I am able to calculate the mean word length per starting letter for the spark collection
val animals23 = sc.parallelize(List(("a","ant"), ("c","crocodile"), ("c","cheetah"), ("c","cat"), ("d","dolphin"), ("d","dog"), ("g","gnu"), ("l","leopard"), ("l","lion"), ("s","spider"), ("t","tiger"), ("w","whale")), 2)
either with
animals23.
aggregateByKey((0,0))(
(x, y) => (x._1 + y.length, x._2 + 1),
(x, y) => (x._1 + y._1, x._2 + y._2)
).
map(x => (x._1, x._2._1.toDouble / x._2._2.toDouble)).
collect
or with
animals23.
combineByKey(
(x:String) => (x.length,1),
(x:(Int, Int), y:String) => (x._1 + y.length, x._2 + 1),
(x:(Int, Int), y:(Int, Int)) => (x._1 + y._1, x._2 + y._2)
).
map(x => (x._1, x._2._1.toDouble / x._2._2.toDouble)).
collect
each resulting in
Array((a,3.0), (c,6.333333333333333), (d,5.0), (g,3.0), (l,5.5), (w,5.0), (s,6.0), (t,5.0))

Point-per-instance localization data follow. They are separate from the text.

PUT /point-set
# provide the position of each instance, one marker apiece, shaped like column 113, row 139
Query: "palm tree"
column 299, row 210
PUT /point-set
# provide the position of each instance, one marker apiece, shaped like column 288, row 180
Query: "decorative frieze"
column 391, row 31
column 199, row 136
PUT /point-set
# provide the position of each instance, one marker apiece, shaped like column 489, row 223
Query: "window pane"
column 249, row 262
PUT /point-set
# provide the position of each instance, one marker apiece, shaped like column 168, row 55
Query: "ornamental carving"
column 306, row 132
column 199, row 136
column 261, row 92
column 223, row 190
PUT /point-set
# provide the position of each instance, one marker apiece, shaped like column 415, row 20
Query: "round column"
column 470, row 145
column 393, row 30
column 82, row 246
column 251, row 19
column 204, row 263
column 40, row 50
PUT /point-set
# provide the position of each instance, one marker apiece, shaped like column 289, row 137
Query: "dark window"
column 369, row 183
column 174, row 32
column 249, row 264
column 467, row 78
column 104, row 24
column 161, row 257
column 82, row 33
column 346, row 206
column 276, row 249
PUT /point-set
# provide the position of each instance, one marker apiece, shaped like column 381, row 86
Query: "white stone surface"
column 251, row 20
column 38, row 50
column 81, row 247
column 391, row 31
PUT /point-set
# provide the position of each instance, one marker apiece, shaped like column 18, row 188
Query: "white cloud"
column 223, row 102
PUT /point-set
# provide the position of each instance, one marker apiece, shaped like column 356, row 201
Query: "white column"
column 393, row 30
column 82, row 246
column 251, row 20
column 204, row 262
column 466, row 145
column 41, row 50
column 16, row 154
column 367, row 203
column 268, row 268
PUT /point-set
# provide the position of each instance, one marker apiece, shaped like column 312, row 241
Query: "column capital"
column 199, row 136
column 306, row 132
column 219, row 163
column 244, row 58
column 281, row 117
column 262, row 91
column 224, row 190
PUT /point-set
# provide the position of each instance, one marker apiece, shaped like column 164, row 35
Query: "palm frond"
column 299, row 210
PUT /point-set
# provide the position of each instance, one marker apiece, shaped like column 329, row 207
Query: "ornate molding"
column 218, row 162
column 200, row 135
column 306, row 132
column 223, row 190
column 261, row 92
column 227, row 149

What I do not understand: Why am I required to explicitly state the types in the functions in the second example while the first example's functions can do without?
I am talking about
(x, y) => (x._1 + y.length, x._2 + 1),
(x, y) => (x._1 + y._1, x._2 + y._2)
vs
(x:(Int, Int), y:String) => (x._1 + y.length, x._2 + 1),
(x:(Int, Int), y:(Int, Int)) => (x._1 + y._1, x._2 + y._2)
and it might be more a Scala than a Spark question.